Disciplined Daydreaming

The gist of the origin of the Post-It Note, is that a 3M engineer found himself daydreaming during a particularly boring sermon and, by making an unexpected connection between a seemingly-irrelevant technology and an irritating private-life annoyance, stumbled across one of the most widely adopted new product innovations of the last 50 years.

As it turns out, apparently there's an empirical foundation for the daydream-to-insight loop.

"Jonathan Schooler, the psychologist who helped pioneer the study of insight, has recently begun studying the benefits of daydreams. His lab has demonstrated that people who consistently engage in more daydreaming score significantly higher on measures of creativity..."

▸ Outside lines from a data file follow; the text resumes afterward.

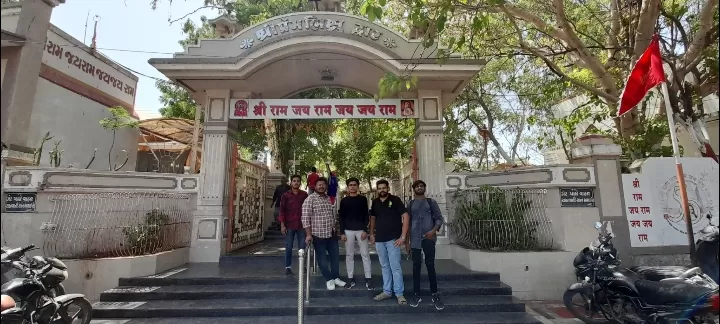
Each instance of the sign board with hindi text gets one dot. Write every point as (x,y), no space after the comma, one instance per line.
(20,202)
(577,197)
(322,108)
(652,201)
(66,57)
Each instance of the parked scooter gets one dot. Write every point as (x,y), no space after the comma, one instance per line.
(32,293)
(610,292)
(18,254)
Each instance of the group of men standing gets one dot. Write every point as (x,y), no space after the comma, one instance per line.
(388,224)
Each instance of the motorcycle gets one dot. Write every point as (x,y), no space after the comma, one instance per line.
(620,295)
(706,274)
(18,254)
(32,293)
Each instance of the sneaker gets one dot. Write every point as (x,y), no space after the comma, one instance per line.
(369,285)
(339,282)
(330,284)
(402,300)
(382,296)
(414,300)
(437,302)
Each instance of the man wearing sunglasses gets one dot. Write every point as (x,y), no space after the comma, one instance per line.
(354,221)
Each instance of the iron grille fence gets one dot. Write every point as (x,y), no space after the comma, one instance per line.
(104,225)
(494,219)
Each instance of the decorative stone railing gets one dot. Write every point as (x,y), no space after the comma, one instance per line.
(82,214)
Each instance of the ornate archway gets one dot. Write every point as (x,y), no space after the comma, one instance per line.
(286,54)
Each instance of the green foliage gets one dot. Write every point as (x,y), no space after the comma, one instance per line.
(535,61)
(177,101)
(494,219)
(147,237)
(119,118)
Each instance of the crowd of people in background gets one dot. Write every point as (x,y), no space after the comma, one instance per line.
(311,217)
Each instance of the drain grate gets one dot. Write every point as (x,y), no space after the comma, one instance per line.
(117,305)
(167,274)
(133,289)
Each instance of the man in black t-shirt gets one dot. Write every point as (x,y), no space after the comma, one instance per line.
(389,222)
(354,221)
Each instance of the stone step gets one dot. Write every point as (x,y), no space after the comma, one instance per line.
(287,306)
(279,257)
(287,288)
(424,318)
(277,276)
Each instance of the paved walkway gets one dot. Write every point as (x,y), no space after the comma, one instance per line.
(549,312)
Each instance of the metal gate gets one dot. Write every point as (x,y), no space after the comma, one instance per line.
(246,203)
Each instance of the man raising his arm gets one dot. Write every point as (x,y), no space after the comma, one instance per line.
(389,223)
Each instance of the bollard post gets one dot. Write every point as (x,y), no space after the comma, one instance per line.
(301,284)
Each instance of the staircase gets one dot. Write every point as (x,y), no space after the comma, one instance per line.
(249,287)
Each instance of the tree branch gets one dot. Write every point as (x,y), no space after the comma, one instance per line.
(593,63)
(649,13)
(555,69)
(699,39)
(193,12)
(678,25)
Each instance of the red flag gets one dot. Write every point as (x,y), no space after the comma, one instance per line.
(647,73)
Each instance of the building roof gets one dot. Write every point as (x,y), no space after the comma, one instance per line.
(11,39)
(176,129)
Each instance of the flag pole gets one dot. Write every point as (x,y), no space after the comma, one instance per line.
(680,175)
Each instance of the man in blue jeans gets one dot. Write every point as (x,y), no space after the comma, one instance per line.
(290,218)
(318,218)
(389,223)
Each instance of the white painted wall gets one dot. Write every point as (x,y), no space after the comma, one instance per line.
(2,71)
(9,19)
(75,120)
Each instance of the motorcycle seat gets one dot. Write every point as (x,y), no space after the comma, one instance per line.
(659,273)
(661,293)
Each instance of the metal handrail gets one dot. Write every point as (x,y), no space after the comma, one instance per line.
(309,268)
(305,268)
(301,279)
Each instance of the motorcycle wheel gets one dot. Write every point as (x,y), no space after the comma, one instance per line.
(79,311)
(57,291)
(589,316)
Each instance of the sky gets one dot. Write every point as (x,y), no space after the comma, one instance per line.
(130,33)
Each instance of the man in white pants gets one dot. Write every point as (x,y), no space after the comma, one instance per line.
(354,221)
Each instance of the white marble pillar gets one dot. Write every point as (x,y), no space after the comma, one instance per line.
(430,152)
(207,236)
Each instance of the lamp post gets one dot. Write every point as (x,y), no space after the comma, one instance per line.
(484,133)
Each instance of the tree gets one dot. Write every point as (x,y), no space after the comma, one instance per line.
(589,45)
(119,119)
(177,101)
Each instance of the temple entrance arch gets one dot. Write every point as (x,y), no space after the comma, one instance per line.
(287,54)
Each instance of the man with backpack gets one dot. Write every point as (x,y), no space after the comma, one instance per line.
(425,221)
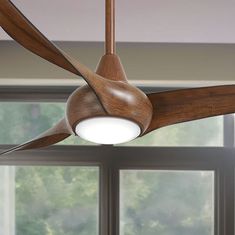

So what are the implications for Schooler? He has codified his insights on insight into his daily routines:

"Schooler has begun applying this research to his own life: he now takes a dedicated daydreaming walk every day... 'This is where I come to relax, but just because I'm relaxed doesn't mean I'm not working. What I realized is that the kind of thinking I do here [on the hike] is so useful that I needed to build it into my work routine. It wasn't enough to just daydream in my spare moments, while sitting in traffic or waiting in line. I needed to be more disciplined about my mind-wandering.'"

(From "Imagine")

"Disciplined mind wandering" is such a counter-intuitive tactic. One remembers how Einstein engaged some of his most breakthrough thinking while conducting thought experiments, sitting on a stool in the Swiss Patent Office for 8 hours a day... but I wonder, how many have come to that same realization, that we need to be more disciplined about our mind-wandering, to the extent that we wield disciplined day dreaming as an important tactic in our creative toolkit?